Difficile anche la situazione dell’uliveto italiano con le importazioni di olio straniero quasi raddoppiate nel 2025 con un’accelerazione che alimenta le speculazioni ai danni dell’extravergine italiano, le cui quotazioni sono crollate del 20% nel giro di poche settimane, piombando sotto i costi di produzione. Nei primi otto mesi dell’anno gli arrivi di olio d’oliva straniero sono saliti a 427 milioni di chili, il 67% in più rispetto allo stesso periodo dell’anno precedente, con un’impennata nel mese di agosto (+93%), alla vigilia della campagna di raccolta.

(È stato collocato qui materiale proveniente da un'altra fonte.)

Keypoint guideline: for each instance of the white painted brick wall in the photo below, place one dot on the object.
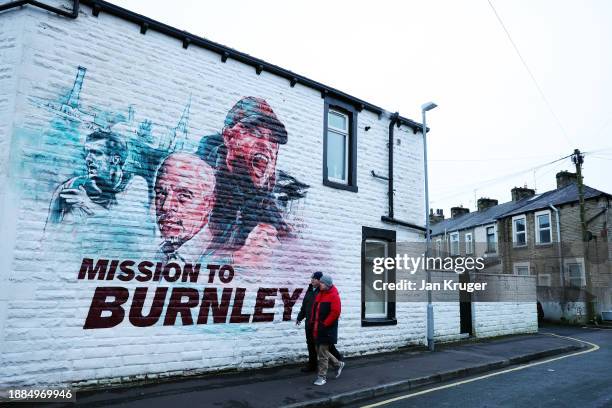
(43, 306)
(502, 318)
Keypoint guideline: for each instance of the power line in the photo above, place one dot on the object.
(537, 85)
(487, 183)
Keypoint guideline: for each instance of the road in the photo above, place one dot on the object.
(583, 381)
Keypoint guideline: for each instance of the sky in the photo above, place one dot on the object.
(501, 117)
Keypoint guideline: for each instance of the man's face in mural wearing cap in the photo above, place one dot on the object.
(184, 196)
(251, 152)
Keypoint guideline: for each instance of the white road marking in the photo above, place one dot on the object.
(594, 347)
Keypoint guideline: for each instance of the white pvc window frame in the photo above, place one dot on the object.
(454, 243)
(538, 229)
(516, 233)
(346, 133)
(469, 243)
(384, 277)
(519, 268)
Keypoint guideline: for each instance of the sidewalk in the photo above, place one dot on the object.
(363, 377)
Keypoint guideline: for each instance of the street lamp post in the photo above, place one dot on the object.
(430, 322)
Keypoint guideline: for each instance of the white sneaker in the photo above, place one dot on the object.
(340, 367)
(320, 381)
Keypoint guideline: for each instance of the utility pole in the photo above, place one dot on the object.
(578, 160)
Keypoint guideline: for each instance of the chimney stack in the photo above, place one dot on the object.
(566, 177)
(459, 211)
(518, 193)
(484, 203)
(437, 217)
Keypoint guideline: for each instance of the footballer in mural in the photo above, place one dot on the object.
(218, 196)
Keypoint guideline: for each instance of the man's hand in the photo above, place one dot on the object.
(78, 198)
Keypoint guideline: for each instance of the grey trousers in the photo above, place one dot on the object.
(325, 357)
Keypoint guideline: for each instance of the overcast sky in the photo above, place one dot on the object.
(492, 121)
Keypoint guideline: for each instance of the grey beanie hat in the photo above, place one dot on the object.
(327, 280)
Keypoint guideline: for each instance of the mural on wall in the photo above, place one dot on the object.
(146, 203)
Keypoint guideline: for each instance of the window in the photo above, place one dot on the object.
(454, 243)
(340, 145)
(575, 273)
(376, 300)
(543, 230)
(377, 306)
(491, 247)
(521, 268)
(544, 279)
(519, 231)
(469, 243)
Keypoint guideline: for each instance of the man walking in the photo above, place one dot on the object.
(325, 315)
(305, 312)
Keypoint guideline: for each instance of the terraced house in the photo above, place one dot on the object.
(541, 235)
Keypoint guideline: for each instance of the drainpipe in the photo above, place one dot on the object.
(559, 249)
(394, 119)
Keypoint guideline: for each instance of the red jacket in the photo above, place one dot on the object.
(324, 317)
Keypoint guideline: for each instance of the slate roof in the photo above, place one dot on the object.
(564, 195)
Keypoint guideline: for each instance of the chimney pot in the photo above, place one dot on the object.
(459, 211)
(518, 193)
(566, 177)
(484, 203)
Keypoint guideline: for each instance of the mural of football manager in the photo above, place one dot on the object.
(246, 217)
(184, 199)
(103, 186)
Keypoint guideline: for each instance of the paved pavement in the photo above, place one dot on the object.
(583, 381)
(363, 377)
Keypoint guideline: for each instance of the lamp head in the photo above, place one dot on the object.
(428, 106)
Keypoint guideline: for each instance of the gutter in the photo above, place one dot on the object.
(187, 39)
(73, 14)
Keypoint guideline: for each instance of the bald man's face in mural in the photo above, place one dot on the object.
(251, 152)
(184, 196)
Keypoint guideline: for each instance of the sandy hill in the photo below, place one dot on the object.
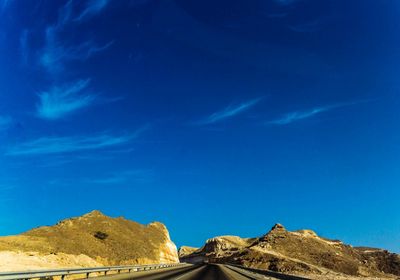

Coldiretti e Unaprol chiedono all’Ispettorato Centrale Controllo Qualità l’istituzione di una cabina di regia straordinaria per coordinare le operazioni di contrasto alle irregolarità nel settore olivicolo e il monitoraggio dei contratti futures sulle Borse Merci per prevenire speculazioni e frodi sull’origine. Per sostenere la produzione nazionale è importante però anche una maggiore attenzione nel momento di fare la spesa verificando l’origine che per prodotti base della dieta mediterranea come l’extravergine di oliva e la pasta deve essere indicata obbligatoriamente in etichetta, anche se non è sempre con grande evidenza.

Filiere locali
Una scelta importante, per garantirsi prodotti di qualità, al 100% Made in Italy e sostenibili dal punto di vista sociale ed ambientale, è quella di rivolgersi ai mercati degli agricoltori grazie al fatto che in Italia è presente il sistema Campagna Amica che coinvolge 15mila aziende agricole che ogni anno incontrano oltre 15 milioni di consumatori alla ricerca di cibi locali e genuini. La più grande rete di vendita diretta agricola d’Europa, considerata un modello a livello mondiale per lo sviluppo di filiere locali. Una realtà che è ormai parte delle abitudini di consumo degli italiani: l’86% vorrebbe un mercato contadino vicino casa secondo una recente ricerca Noto Sondaggi. In meno di 20 anni sono nati ben 1.200 mercati contadini di Campagna Amica aperti, nei piccoli e grandi Comuni, con una presenza sempre più diffusa che favorisce il recupero di edifici e aree abbandonate. L’ultimo arrivato è il mercato coperto di Torino. Il farmers market è ospitato nei locali dell’ex Cinema del Corso, gioiello liberty che negli anni Venti era uno dei cinema più importanti a livello nazionale, distrutto poi da un incendio nel 1980 e ora restituito alla città. Comprende il mercato contadino a chilometro zero, l’enoteca dedicata ai vini del territorio, l’area street food e un ristorante.
I Forni
Il nuovo mercato rappresenta un esempio di rigenerazione urbana molto importante in una situazione in cui negli ultimi 12 anni l’Italia ha registrato una riduzione di oltre 140mila attività del commercio al dettaglio, tra negozi e attività ambulanti, con cali particolarmente accentuati nei centri storici e nei piccoli Comuni, secondo Confcommercio che stima la possibilità di chiusura per un quinto delle attività con il rischio reale di desertificazione per i centri urbani entro il 2035. E nel settore alimentare la situazione è particolarmente grave secondo Confesercenti che evidenzia come, nel periodo 2014-2024 in 565 Comuni, oltre 3,8 milioni di persone non possono più acquistare il pane in una panetteria vicino a casa, con più di 1,2 milioni di residenti che hanno perso l’accesso ai forni. Anche per altri generi alimentari la situazione è drammatica: circa 3 milioni di persone non hanno più un negozio di bevande, 2,3 milioni non possono più acquistare pesce fresco in pescheria, 2,1 milioni non trovano più un negozio di ortofrutta, 1,6 milioni non possono più rivolgersi a una macelleria, e quasi 800mila devono rinunciare anche ai minimarket. In 10 anni (2014-2024), infatti, sono spariti in Italia 1.077 forni (-3,9%) e 814 panetterie (-19,4%), 111 negozi di bevande (-2,2%), 468 pescherie (-6,5%). La situazione peggiore è per le macellerie che contano su 5.247 unità in meno (-17,6%) e per le latterie con 407 unità in meno (-22,6%).